The disease is named after English doctor James Parkinson, who published the first detailed description in An Essay on the Shaking Palsy, in 1817. Public awareness campaigns include World Parkinson's Day (on the birthday of James Parkinson, 11 April) and the use of a red tulip as the symbol of the disease. People with PD who have increased the public's awareness of the condition include boxer Muhammad Ali, actor Michael J. Fox, Olympic cyclist Davis Phinney, and actor Alan Alda.

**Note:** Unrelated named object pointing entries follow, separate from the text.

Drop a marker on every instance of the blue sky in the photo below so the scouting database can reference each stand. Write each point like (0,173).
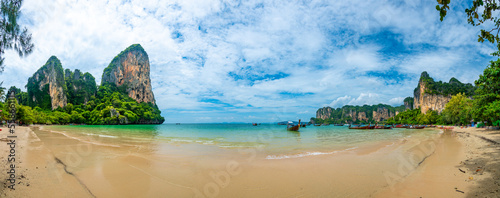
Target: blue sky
(256,60)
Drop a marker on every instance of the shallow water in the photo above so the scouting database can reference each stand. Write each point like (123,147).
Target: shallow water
(274,140)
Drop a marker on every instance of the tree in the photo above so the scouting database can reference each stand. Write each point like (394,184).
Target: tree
(2,92)
(12,35)
(458,110)
(480,12)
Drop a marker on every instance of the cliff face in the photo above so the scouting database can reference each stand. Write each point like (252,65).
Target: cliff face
(408,103)
(46,87)
(80,86)
(426,100)
(365,113)
(130,70)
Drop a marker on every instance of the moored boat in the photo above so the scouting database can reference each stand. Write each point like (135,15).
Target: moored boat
(401,126)
(293,127)
(361,127)
(383,127)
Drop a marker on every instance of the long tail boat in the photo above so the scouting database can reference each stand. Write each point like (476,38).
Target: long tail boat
(293,128)
(362,127)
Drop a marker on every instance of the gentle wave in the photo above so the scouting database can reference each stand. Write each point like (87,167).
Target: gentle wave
(108,136)
(82,140)
(307,154)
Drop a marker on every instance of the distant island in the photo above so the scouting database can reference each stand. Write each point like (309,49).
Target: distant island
(427,106)
(58,96)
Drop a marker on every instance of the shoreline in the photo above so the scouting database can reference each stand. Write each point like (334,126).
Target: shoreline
(53,162)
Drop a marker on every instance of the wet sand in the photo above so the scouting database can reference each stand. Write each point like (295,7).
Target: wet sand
(54,165)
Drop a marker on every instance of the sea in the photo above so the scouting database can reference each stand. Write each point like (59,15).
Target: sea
(272,139)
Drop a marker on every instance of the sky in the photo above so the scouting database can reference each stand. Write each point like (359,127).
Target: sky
(258,60)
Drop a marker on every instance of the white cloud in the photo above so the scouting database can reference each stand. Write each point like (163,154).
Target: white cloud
(326,50)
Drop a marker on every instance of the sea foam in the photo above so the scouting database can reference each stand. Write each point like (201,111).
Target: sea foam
(307,154)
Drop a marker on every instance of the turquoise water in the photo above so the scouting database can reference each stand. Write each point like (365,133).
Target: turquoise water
(274,139)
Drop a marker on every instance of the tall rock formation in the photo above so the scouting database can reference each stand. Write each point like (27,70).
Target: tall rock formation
(130,71)
(366,113)
(80,86)
(408,102)
(46,88)
(431,95)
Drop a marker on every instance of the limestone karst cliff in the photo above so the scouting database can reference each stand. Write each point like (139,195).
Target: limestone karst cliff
(81,86)
(46,88)
(366,113)
(130,70)
(408,103)
(431,95)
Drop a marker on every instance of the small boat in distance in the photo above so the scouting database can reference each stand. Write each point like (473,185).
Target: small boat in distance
(293,127)
(383,127)
(361,127)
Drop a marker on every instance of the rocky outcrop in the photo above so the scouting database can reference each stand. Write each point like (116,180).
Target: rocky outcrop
(427,100)
(80,86)
(46,88)
(408,103)
(130,71)
(364,113)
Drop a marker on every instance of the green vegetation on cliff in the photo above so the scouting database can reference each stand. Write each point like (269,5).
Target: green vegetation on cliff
(355,114)
(108,106)
(80,86)
(486,103)
(451,88)
(85,103)
(41,96)
(113,64)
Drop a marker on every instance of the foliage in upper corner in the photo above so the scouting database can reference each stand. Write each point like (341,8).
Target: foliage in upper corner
(41,95)
(479,12)
(486,100)
(453,87)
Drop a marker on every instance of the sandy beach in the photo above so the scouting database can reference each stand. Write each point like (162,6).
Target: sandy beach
(458,163)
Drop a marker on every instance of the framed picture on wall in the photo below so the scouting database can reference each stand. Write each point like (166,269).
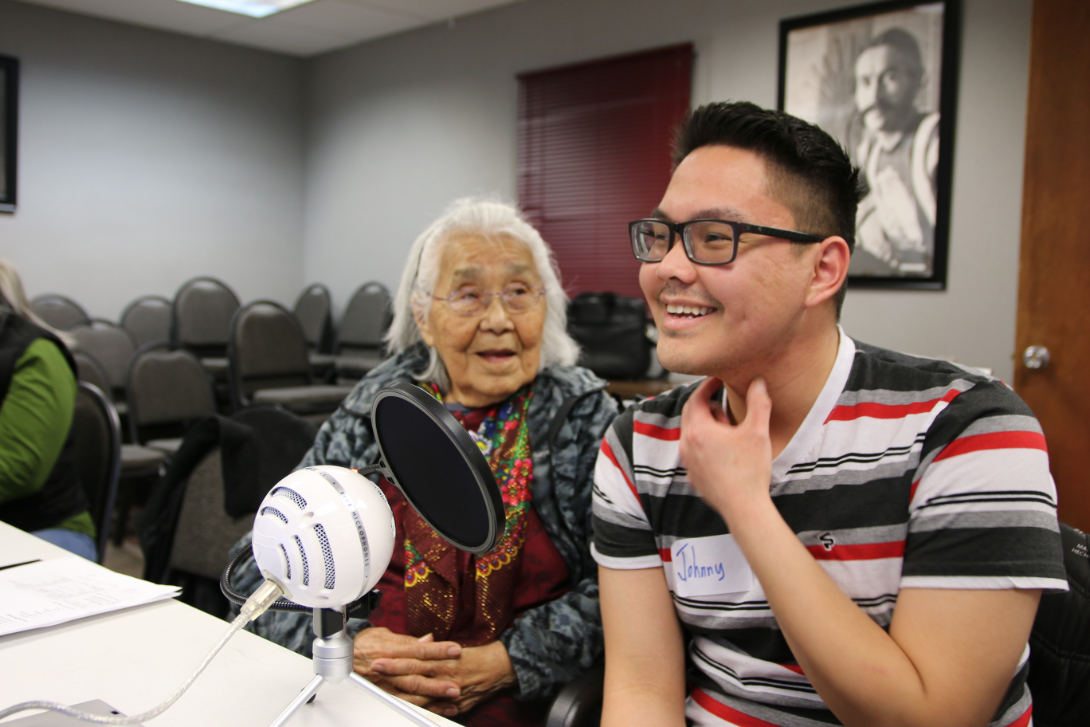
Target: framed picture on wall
(882,79)
(9,129)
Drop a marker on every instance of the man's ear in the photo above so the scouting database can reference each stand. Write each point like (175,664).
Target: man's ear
(830,269)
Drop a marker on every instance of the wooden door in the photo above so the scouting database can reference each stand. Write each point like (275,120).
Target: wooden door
(1054,279)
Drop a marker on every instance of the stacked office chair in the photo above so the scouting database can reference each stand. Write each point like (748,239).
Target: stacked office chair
(112,348)
(201,322)
(360,346)
(147,319)
(96,435)
(168,390)
(314,312)
(60,312)
(91,371)
(268,363)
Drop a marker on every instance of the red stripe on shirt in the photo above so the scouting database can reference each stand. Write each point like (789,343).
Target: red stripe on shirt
(656,432)
(874,410)
(994,440)
(724,712)
(608,452)
(861,552)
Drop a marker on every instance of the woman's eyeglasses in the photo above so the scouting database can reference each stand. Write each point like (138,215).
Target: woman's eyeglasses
(516,298)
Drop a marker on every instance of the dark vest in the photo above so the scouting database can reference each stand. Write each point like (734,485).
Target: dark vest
(61,496)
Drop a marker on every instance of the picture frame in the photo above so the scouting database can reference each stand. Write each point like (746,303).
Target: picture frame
(9,132)
(882,80)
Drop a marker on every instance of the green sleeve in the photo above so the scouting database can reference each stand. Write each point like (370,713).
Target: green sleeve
(35,419)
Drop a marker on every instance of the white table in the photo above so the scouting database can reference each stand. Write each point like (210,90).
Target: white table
(134,658)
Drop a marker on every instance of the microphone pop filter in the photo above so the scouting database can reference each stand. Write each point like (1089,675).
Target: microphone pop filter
(435,463)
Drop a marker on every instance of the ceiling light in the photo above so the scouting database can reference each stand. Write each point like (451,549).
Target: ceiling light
(252,8)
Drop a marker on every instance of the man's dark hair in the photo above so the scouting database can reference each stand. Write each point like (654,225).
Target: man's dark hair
(808,170)
(904,43)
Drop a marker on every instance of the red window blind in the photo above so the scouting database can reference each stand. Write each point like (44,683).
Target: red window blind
(594,154)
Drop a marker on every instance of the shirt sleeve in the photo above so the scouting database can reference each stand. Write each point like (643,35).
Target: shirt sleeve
(35,419)
(622,534)
(983,507)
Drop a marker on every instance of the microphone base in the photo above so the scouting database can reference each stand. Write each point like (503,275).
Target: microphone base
(332,663)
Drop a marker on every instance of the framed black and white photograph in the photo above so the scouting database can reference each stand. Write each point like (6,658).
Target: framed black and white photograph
(882,80)
(9,129)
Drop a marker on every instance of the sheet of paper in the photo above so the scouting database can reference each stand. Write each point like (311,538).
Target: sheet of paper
(60,590)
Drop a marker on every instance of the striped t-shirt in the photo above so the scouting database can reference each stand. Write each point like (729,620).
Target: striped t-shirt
(907,472)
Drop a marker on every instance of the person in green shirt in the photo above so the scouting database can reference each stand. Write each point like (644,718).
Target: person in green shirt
(39,489)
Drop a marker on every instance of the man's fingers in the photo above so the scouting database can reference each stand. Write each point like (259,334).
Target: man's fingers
(758,404)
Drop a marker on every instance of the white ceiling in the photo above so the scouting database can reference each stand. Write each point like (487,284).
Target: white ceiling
(311,28)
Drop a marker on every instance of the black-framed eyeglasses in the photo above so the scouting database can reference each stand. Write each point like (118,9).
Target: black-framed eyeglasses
(705,241)
(517,298)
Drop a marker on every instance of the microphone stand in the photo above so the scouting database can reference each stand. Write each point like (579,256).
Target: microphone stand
(332,663)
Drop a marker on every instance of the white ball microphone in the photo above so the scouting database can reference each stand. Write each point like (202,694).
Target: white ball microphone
(325,535)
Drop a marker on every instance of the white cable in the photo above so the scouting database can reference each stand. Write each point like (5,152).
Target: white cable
(254,607)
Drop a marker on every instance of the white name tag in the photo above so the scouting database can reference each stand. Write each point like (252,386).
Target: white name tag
(710,566)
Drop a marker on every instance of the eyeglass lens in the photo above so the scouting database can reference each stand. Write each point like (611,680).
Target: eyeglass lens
(709,241)
(516,299)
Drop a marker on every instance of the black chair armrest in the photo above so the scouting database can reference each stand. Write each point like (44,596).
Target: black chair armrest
(579,703)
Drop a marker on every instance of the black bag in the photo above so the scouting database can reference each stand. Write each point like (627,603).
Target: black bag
(610,329)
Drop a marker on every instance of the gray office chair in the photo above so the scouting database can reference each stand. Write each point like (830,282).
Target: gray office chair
(204,535)
(268,363)
(113,348)
(96,435)
(360,335)
(168,391)
(91,371)
(60,312)
(201,322)
(314,312)
(147,319)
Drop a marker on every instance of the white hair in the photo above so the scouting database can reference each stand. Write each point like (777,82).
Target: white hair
(492,220)
(13,297)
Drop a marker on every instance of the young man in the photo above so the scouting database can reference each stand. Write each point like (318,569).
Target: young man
(820,532)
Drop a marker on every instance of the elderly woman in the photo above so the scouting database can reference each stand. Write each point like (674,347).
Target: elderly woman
(480,323)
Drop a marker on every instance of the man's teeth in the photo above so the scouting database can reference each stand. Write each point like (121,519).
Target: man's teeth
(688,310)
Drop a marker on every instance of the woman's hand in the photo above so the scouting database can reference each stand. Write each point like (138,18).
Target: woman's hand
(439,676)
(425,664)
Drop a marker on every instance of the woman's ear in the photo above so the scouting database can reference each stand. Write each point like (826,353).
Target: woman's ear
(830,269)
(425,329)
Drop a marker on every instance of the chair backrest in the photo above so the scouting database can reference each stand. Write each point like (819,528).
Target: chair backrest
(205,533)
(267,350)
(91,371)
(167,391)
(112,347)
(147,318)
(58,311)
(314,312)
(366,317)
(97,439)
(202,316)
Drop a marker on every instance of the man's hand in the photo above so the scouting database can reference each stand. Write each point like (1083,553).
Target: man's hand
(729,464)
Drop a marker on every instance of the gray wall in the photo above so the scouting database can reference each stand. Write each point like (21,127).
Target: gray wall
(399,128)
(147,158)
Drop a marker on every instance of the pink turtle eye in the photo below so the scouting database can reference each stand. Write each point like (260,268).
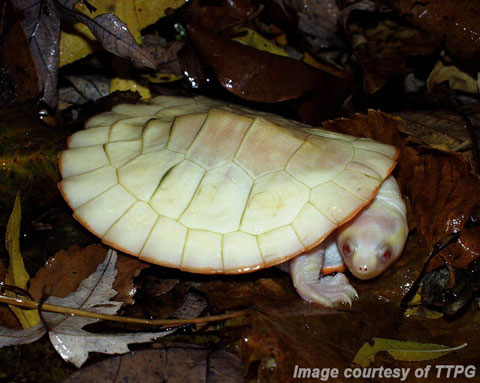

Parkinson's disease is the most common form of parkinsonism and is sometimes called "idiopathic parkinsonism", meaning parkinsonism with no identifiable cause. Scientists sometimes refer to PD as a type of neurodegenerative disease called synucleinopathy due to an abnormal accumulation of the protein alpha-synuclein in the brain. The synucleinopathy classification distinguishes it from other neurodegenerative diseases, such as Alzheimer's disease, where the brain accumulates a different protein known as the tau protein.
Considerable clinical and pathological overlap exists between tauopathies and synucleinopathies, but differences exist. In contrast to PD, people with Alzheimer's disease most commonly experience memory loss. The cardinal signs of PD (slowness, tremor, stiffness, and postural instability) are not normal features of Alzheimer's.
Signs and symptoms
The most recognizable symptoms in PD are movement ("motor") related. Nonmotor symptoms, which include autonomic dysfunction, neuropsychiatric problems (mood, cognition, behavior or thought alterations), and sensory (especially altered sense of smell) and sleep difficulties, are also common. Some of these nonmotor symptoms may be present at the time of diagnosis.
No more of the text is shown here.